Als Senna starb hatte er noch ein paar gute Jahre in der F1 vor sich. Also war es für uns F1 Fans schade und wir waren eben traurig dass wir ihn nicht mehr in den Rennen sehen konnten. Wäre er als 50 jähriger gestorben dann hätte es mich nicht unbedingt interessiert. Warum? Weil ich ihn nicht kannte! Leute denken sie verlieren einen besten Freund oder ein Familienmitglied wenn einer ihrer Stars stirbt. Es ist schade wenn ein junger Mensch stirbt. Aber seltsamerweise ist das Leben von "Stars" mehr Wert als das Leben eines "normalen" Menschen. Und warum? Weil sie uns unterhielten!

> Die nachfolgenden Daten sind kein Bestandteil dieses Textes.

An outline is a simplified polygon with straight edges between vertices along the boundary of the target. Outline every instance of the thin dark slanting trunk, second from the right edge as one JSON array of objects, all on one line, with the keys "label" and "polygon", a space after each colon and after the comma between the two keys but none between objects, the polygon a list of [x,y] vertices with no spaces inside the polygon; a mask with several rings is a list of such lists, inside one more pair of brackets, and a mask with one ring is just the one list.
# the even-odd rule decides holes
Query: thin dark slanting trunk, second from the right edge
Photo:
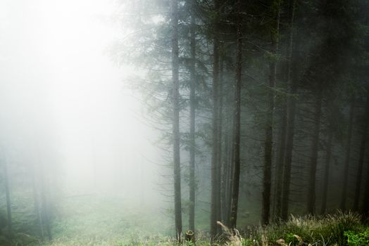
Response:
[{"label": "thin dark slanting trunk, second from the right edge", "polygon": [[354,122],[354,96],[351,97],[350,112],[349,112],[349,129],[347,131],[347,142],[346,142],[346,156],[344,159],[344,179],[342,182],[342,195],[341,195],[341,205],[342,211],[346,210],[346,191],[347,182],[349,181],[349,165],[350,165],[350,155],[351,155],[351,135],[352,135],[352,124]]}]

Die meisten Jobs sind heutzutage wohl gefährlicher als der Beruf des F1 Fahrers! Grosse Panik braucht jetzt nicht ausbrechen nur weil ein Fahrer von einem Rad getroffen wurde. War halt Pech. Wenn man den Helm nicht mehr draussen haben will muss man halt die offenen Autos verbieten. Wenn du anfängst einen Rahmen um das Cockpit zu bauen dann ist es eh kein offenes Auto mehr.